JAKARTA (TEROPONGSENAYAN)- Anggota Komisi VI DPR RI, Darmadi Durianto, memberikan apresiasi tegas atas langkah cepat Bank Negara Indonesia (BNI) yang mengembalikan dana nasabah sebesar Rp28 miliar dalam kasus dugaan penggelapan di KCP Aek Nabara.
Dana tersebut merupakan milik jemaat Gereja Katolik Paroki Aek Nabara yang sempat menjadi korban dalam kasus yang melibatkan mantan pegawai internal bank. Nilai kerugian yang besar serta dampaknya terhadap masyarakat membuat kasus ini menjadi sorotan luas publik.

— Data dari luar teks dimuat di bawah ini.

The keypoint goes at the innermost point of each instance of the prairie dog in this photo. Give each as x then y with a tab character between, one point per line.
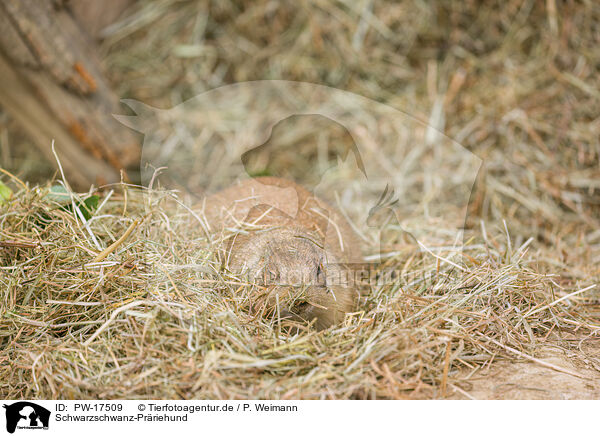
292	242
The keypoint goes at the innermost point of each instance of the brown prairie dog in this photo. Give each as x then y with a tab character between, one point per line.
292	242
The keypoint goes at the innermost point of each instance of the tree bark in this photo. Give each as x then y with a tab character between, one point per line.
53	85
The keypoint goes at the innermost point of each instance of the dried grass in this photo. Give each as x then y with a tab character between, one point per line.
519	86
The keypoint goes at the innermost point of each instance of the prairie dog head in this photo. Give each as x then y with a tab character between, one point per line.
303	280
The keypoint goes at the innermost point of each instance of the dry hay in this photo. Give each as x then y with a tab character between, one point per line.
157	317
519	87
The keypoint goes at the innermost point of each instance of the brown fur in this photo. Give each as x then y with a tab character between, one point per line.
292	242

Darmadi menilai, respons cepat BNI bukan hanya soal penyelesaian kasus, tetapi juga tentang menjaga kepercayaan rakyat yang selama ini mempercayakan dananya kepada perbankan.
“BNI bergerak cepat. Ini bukan sekadar soal angka Rp28 miliar, tapi soal kepercayaan masyarakat. Ketika kepercayaan itu terganggu, dampaknya bisa jauh lebih besar,” tegas Darmadi.

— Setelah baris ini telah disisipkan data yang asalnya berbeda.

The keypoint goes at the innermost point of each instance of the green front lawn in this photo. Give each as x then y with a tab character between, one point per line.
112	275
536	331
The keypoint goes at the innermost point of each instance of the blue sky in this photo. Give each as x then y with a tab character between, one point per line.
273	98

Ia menekankan bahwa langkah pengembalian dana ini harus menjadi standar bagi seluruh lembaga keuangan dalam menangani persoalan nasabah. Menurutnya, masyarakat kecil tidak boleh menjadi pihak yang dirugikan dalam setiap celah kelemahan sistem.
Lebih lanjut, Darmadi juga mengingatkan bahwa kasus ini harus menjadi alarm keras bagi sistem pengawasan internal perbankan agar diperketat. Ia meminta agar kejadian serupa tidak kembali terulang.
Langkah cepat BNI, lanjutnya, juga sejalan dengan arahan Presiden Prabowo Subianto yang menekankan pentingnya kehadiran negara dalam melindungi hak-hak masyarakat serta merespons setiap persoalan publik secara cepat dan konkret.
“Kalau uang rakyat bisa hilang karena oknum, maka negara dan institusi harus hadir lebih cepat untuk mengembalikannya. Itu yang hari ini dilakukan BNI, dan itu yang harus dijaga,” tutupnya.
Kasus ini kini menjadi pengingat bahwa di balik sistem keuangan yang besar, ada kepercayaan masyarakat yang harus selalu dilindungi.